I love this photo. I’ve looked at it every day since I took it. Doesn’t he look like an angel!? I really don’t understand how someone can think toddlers breastfeeding is disgusting.
This is the longest amount of time I’ve breastfed. Some days I’m ready to wean and other times it’s hard to imagine not nursing. I’m still undecided on weaning him myself or doing child-led weaning. I can say that he’s not ready. at. all. A few days ago he fell asleep while nursing and bit down. If you’re nursing a child with teeth, you know the pain that comes with that. I yelled ouch while pulling him off, of course he woke up, but settled right back down in my arms. My nipple was bleeding and throbbing. In that moment, I was done. I was pissed and in pain. I put some cream on my wounded nipple and he nursed on my right side exclusively for the next several days.
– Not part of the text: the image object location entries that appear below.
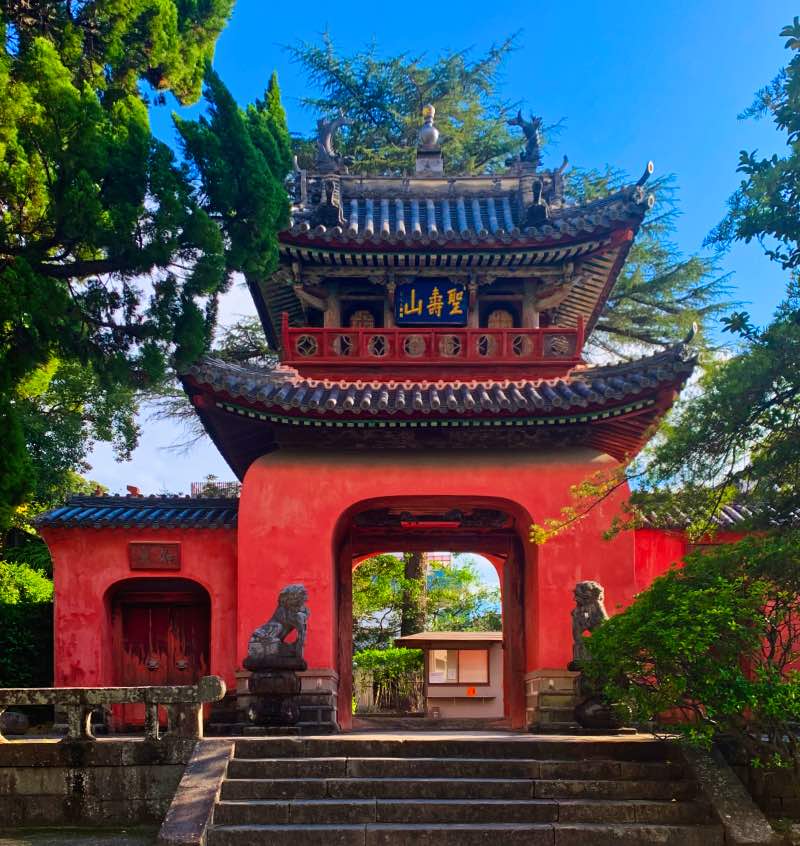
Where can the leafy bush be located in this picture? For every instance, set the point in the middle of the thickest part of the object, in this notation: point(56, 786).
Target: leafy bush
point(711, 649)
point(26, 626)
point(395, 675)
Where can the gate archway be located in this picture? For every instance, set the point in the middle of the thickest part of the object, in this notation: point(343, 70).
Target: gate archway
point(488, 527)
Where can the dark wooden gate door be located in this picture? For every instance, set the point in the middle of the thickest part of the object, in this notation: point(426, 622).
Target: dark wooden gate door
point(161, 638)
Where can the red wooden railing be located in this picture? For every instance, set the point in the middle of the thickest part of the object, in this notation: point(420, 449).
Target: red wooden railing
point(442, 345)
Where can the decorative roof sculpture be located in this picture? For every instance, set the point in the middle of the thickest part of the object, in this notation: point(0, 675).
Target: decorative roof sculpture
point(385, 311)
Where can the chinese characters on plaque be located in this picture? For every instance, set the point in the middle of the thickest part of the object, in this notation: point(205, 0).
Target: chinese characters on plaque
point(430, 302)
point(154, 556)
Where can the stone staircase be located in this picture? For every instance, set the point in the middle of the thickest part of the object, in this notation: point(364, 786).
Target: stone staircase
point(459, 791)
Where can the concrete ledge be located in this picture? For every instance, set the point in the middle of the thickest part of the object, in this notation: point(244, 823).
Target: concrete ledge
point(190, 813)
point(743, 821)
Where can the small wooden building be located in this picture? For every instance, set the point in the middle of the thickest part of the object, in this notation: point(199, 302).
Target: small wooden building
point(431, 393)
point(463, 673)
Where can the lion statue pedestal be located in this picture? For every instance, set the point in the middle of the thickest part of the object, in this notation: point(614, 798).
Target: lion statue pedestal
point(273, 688)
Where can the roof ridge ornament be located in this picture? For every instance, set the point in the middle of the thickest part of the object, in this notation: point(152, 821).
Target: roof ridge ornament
point(429, 153)
point(327, 159)
point(531, 157)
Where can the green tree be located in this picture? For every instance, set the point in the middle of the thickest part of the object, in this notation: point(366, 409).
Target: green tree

He always has to have both sides, probably because my supply isn’t what it used to be. When he asked for the other side I told him it was broken. He seemed satisfied with that answer and even said he would fix it. I can’t stand nursing when I’m on my period….I feel annoyed and get the creepy crawlies. It reminds me of nursing my 2nd while I was pregnant with my 3rd. And then there are times where he looks like such a sweet angel, sleeping at the breast, just like he did when he was a tiny baby. Oh, I don’t know what to do…lately I’ve felt like I won’t make it another three months. If I do, I’ll be nursing a 3yr old! The only goal I had in mind this round was to nurse for 2years or so. That goal has been met. Now I need to figure out what I want to do.
Thirty Three Months of Breastfeeding…that’s a milestone for me.